Use fuzzy searching for node list
The current search algorithm seems like a basic substring search. Where your query must contain a single continuous substring of the name you want to match. For example "Flood" will match all the various Flood Fill nodes, but to match a specific node such as "Flood Fill to Position" you have to type "Flood Fill to P".
In many modern software applications a fuzzy searching algorithm is used. Where search results are sorted by the "distance" between two strings where the distance is determined by the number of characters that must be added/deleted/substituted to make a query string match a target string. For example "Flood P" requires the addition of 15 characters - "Fill to osition" - to match "Flood Fill to Position" perfectly.
There are many benefits to this approach. Since the distance is numerical a queries results can be sorted based on how closely they match a given string. This not only allows for even more fragmented queries to match targets more accurately, such as allowing a user to type initials "fftp" or short fragments "fltopos" to accurately match a desired target of "Flood Fill to Position". Depending on how completely an implementation attempts to transform the query string in to a target string these algorithms can even handle spelling errors - though in the real time context of search menu being this thorough can have performance issues.

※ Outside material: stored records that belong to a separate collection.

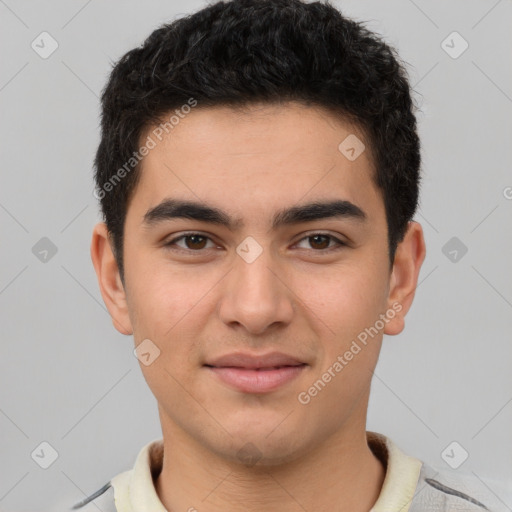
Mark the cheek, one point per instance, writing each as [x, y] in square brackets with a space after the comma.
[345, 300]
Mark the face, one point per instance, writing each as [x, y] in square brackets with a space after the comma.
[250, 269]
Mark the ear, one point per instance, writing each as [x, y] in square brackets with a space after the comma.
[109, 280]
[409, 257]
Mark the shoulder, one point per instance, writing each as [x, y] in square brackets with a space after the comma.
[441, 490]
[102, 499]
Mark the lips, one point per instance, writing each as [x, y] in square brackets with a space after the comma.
[255, 361]
[256, 373]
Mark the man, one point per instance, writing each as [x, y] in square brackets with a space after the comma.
[258, 174]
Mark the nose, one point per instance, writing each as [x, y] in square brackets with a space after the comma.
[256, 296]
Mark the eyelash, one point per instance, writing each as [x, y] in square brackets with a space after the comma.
[193, 233]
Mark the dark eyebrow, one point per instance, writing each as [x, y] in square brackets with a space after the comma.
[175, 208]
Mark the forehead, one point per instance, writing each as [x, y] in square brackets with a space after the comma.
[256, 160]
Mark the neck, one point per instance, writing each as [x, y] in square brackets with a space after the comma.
[340, 474]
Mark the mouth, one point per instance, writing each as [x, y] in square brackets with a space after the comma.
[259, 379]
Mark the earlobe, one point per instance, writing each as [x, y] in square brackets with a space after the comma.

Beyond the improved UX experience of being able to use shorthand queries. There's also how it results in a much more beginner friendly experience. You know you want a "flood fill" node but can't quite remember what it was called, was it position or displacement or warp? Just type enough to match "flood fill" such as "flood", read the query results and refine your query with the results as they update, e.g. "flood pos".
A popular MIT licensed implementation of the Levenshtein Distance search is FuzzyWuzzyMIT. Which has been ported to several languages.